Sempre più infortuni in serie A e nei maggiori campionati europei. Addirittura il 13% dei giocatori del nostro massimo torneo è fermo ai box, in queste feste natalizie.
Il mercato di gennaio (di riparazione, ca va sans dire) è l’oasi cui tutti i club tendono, nel deserto delle infermerie stracolme: sarà interessante vedere come l’urgenza di molte squadre d’elite si concilierà con le casse sociali, come al solito semi-vuote.
Incerottati uber alles
Come detto, l’aspetto inquietante è tuttavia un altro, appunto le infermerie strapiene, con il numero e la qualità degli infortunati in continuo aumento: molti allenatori sostengono sia per “eccessivo stress” da calendario, con incontri sempre più ravvicinati ed intensi.
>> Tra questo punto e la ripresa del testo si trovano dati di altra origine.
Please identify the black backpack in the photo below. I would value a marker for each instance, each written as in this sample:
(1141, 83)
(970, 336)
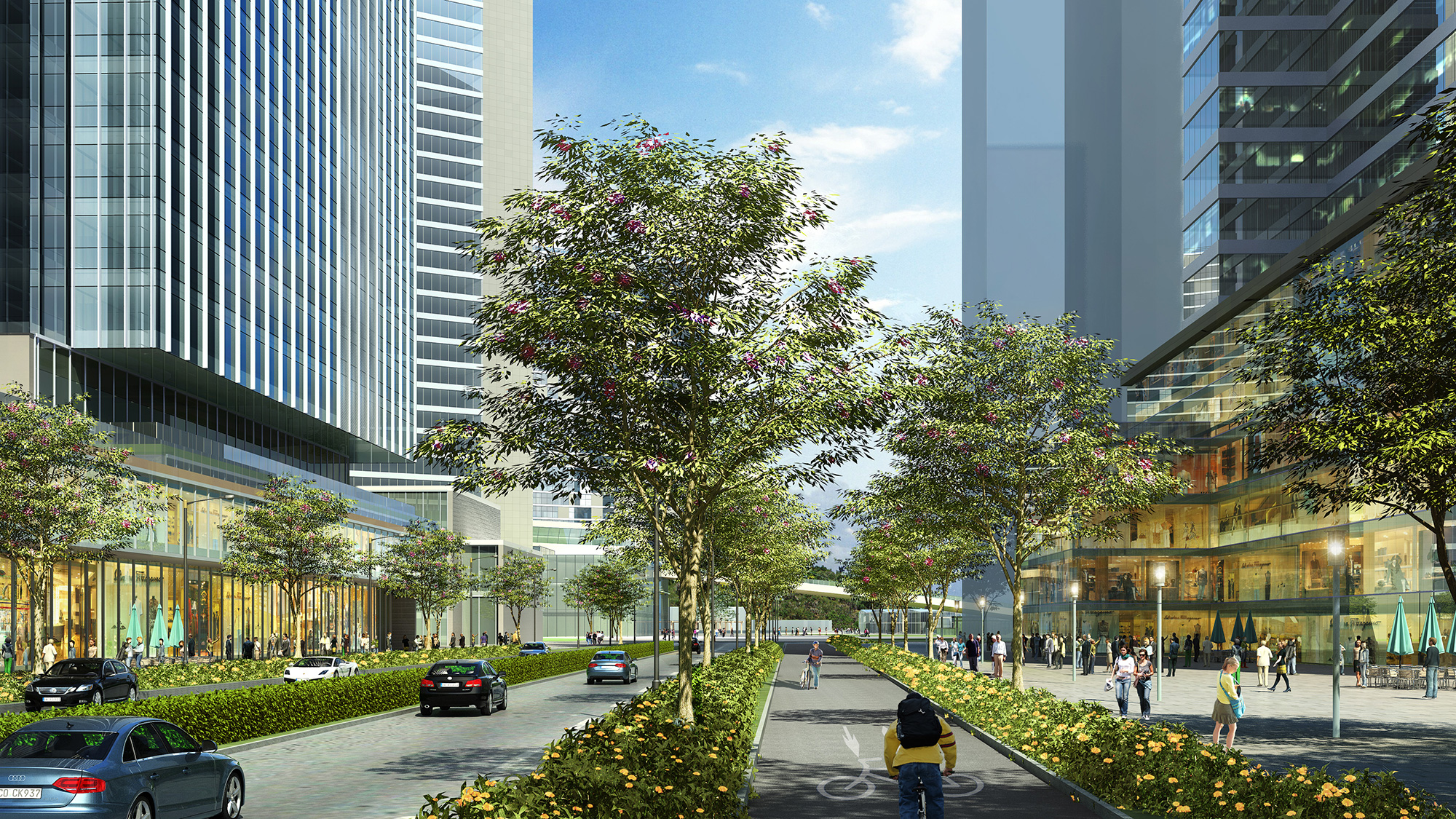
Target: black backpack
(918, 724)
Solo da noi, Sarri, Mourinho, Pioli, Mazzarri, etc. attaccano i peana, intonando il canto funebre delle occasioni perse, causa rose sempre più sguarnite.
Ma la serie A è in buona compagnia: in Premier, il torneo dell’intensità atletica per eccellenza, Ten Hag, Klopp, Pochettino, Kompany e Guardiola sono sul piede di guerra. Per il genio di Manchester (sponda City), “spetta proprio ai giocatori fare pressioni su FIFA e UEFA per dire basta e cambiare strada”.
Vero è che lo spettacolo, tanto auspicato da Ceferin ed Infantino, latita e non poco, quando le infermerie traboccano come la metro nell’ora di punta: a pochi giorni dalla diciottesima di campionato, l’incidenza degli acciacchi sul risultato sportivo, e di conseguenza sullo spettacolo, è ai massimi livelli.
Stress da milionari
Gli smutandati pallonari soffrono: in serie A il campionario delle sofferenze (muscolari) è praticamente completo; comprende gemelli, tendini, flessori (oh, quanto si flettono!), legamenti, crociati anteriori, malleoli, femorali, adduttori (quanto adducono, signora mia!), tendini d’Achille, polpacci, lombalgie, dolori ed affaticamenti diffusi. Squadra per squadra, l’elenco è sempre più allungato, come un interminabile tunnel, di cui si fatica a veder la luce: gli appiedati del momento sono stipati come sardine nelle medicherie.
Qualche nome? In ordine alfabetico abbiamo: Toloi, Palomino e Touré (Atalanta); Ndoye, Soumaoro e Karlsson (Bologna); Shomurodov e Rog (Cagliari); Pezzella, Caputo e Bereszynski (Empoli); Bonaventura, Dodô, Castrovilli, Nico Gonzalez (Fiorentina); Baez, Lirola, Oyono, Marchizza, Reinier e Kalaj (Frosinone); Messias e Retegui (Genoa); Lautaro, Dumfries, Cuadrado e Dimarco (Inter); Chiesa, Locatelli, Alex Sandro, Kean e De Sciglio (Juventus); Immobile, Luis Alberto e Romagnoli (Lazio); Almqvist e Dermaku (Lecce); Tomori, Thiaw, Pellegrino, Okafor, Pobega, Kalulu, Caldara e Musah (Milan); Carboni e Caprari (Monza); Lobotka, Natan, Lindstrøm e Olivera (Napoli); Aouar, Dybala, Smalling, Abraham e Kumbulla (Roma); Dia e Ochoa (Salernitana), Boloca, Obiang, Viña, Viti, Defrel e Alvarez (Sassuolo); Schuurs e Linetty (Torino); Zemura, Bijol, Brenner, Deulofeu, Semedo, Davis e Ebosse (Udinese); Serdar e Faraoni (Verona).
Infortunio mon amour
Fatti due conti, come detto, sono lontani dal campo ben 76 giocatori, (appunto il 13% dei tesserati). Pochi, molti? Di certo l’infortunio è diventato un compagno silenzioso e costante del calciatore moderno: allenatori, tifosi, presidenti (più gli agenti) sono ormai terrorizzati, al punto da considerare decisamente un successo, alla fine della partita, riportare i giocatori negli spogliatoi senza parcheggiarli in infermeria, fino a data da destinarsi.
Che sia una conseguenza più o meno diretta del nuovo calcio bulimico, delle partite spezzatino, continue, diuturne e sempre più sincopate, sembra non esserci dubbio: ai calciatori non resta che farsi la croce, sperando che non sia quella Rossa.